Likewise with Half-Tail the dominant fox on my trail cameras was a great individual to get to know. In many cases organisms all look alike and you need to spend an amazing amount of time with them to see the subtle signs. I have spent many hours trying to identify individual badgers on the trail cam but without definite features it can be very hard. The best kind of ID features are physical characteristics that are likely to be permanent, easy to see and unique, defects are often the best and it is such a defect that has helped me to identify an individual cormorant.
This Cormorant I have named Carbo. Their distinctive feature is their beak. I have posted before about beak deformities (Read it here)and this week I not only saw a deformed Cormorant but a deformed beak Magpie!
Carbo can be identified by the fact that he is missing the tip of his upper mandible. I do not think this was a birth defect, it was probably caused by some kind of accident maybe a collision?
Cormorants are a fascinating species. To me they look so very primitive, I can see them around in the very earliest times of bird evolution. Its something about their very 'dinosaury' look. Their eyes seem very reptilian and their feathers form a kind of scale like pattern also they are less evolved than other waterbirds. They lack a waterproof coating to their feathers meaning that although they are excellent swimmers and underwater divers they must dry themselves out after each immersion. This is why they are commonly seen with wings outspread drying out. It was this cross like shape that endeared them to Knights, some of whom adopted them into their coats of arms.
Originally viewed as coastal birds Cormorants unlike their cousins, the Shag, have adapted to inland life. In fact, for almost all of their European range the Cormorant remains a coastal and estuarine habitats only in the UK do they spread right across the country.
Cormorants were first sighted at the Saxon Mill when I first started recording in 2003 with previous sightings being in Wales or at Brandon Marsh. Over the years they have become an increasingly common sight. This year they have been even more prevalent and over the past few weeks a regular visitor. Carbo has a preference for the upstream stretch of the river and in the picture above loves to sit on a perch a top an old dead tree on the opposite bank.
This week I spotted Carbo fishing in the river and then again perched on his second favourtite perch, an old stump in the river. I know this is where Carbo comes regularly given the large white guano stains on the trunk.

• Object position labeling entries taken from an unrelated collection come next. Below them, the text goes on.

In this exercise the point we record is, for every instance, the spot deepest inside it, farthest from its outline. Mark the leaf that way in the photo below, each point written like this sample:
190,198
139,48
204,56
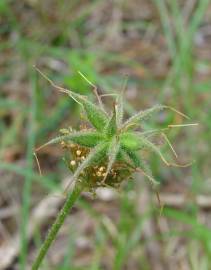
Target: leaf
84,138
111,127
119,104
112,154
130,141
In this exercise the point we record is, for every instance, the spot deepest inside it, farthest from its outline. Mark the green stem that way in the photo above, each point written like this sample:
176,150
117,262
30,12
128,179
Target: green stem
71,199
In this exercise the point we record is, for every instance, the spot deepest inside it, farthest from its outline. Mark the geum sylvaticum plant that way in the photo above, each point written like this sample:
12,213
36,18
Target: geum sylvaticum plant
105,152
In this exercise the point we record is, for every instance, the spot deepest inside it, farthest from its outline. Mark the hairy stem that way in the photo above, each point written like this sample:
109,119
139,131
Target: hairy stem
71,199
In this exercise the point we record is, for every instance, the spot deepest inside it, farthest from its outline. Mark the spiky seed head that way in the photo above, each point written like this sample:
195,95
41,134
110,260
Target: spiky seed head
109,152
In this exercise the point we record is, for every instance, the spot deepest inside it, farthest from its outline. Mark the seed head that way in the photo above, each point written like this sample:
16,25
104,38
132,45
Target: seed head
112,150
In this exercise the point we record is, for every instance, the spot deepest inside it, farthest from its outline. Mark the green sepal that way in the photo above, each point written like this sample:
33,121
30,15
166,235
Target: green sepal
112,154
97,117
88,138
111,127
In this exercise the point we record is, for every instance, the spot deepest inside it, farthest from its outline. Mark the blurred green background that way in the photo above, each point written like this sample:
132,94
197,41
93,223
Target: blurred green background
164,47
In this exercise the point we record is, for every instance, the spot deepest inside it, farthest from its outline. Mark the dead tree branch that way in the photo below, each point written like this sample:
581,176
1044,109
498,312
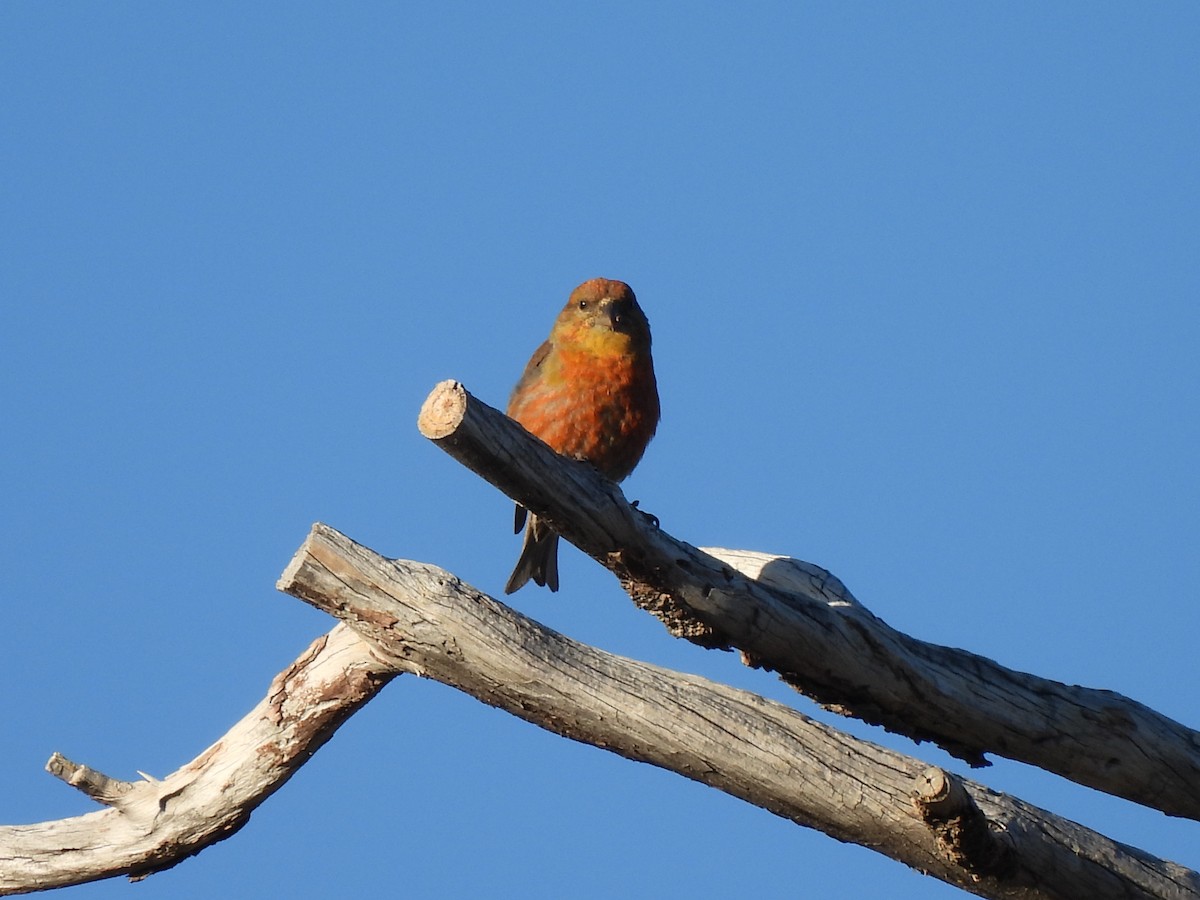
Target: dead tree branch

In this photo we can see Carbo a little closer up. This photo was taken on the 18th April, about a month since the other photo and we can now see that they have entered breeding plumage as evidenced by the white patch on the side, something that I had never noticed on a Cormorant before. I keep using the pronoun 'They' as it is very hard to sex a Cormorant.
The beak deformity doesn't seem to have been hampering Carbo even through it means he has lost the hooked beak tip. There are plenty of fish in the Avon, Carbos presence along with otter and heron attest to this and as I see young cormorant most autumns it is likely that they breed somewhere along this stretch, it is my guess that it is a little further up river.
Being able to identify Carbo means that I may be able to find out more about their life and come to understand them better.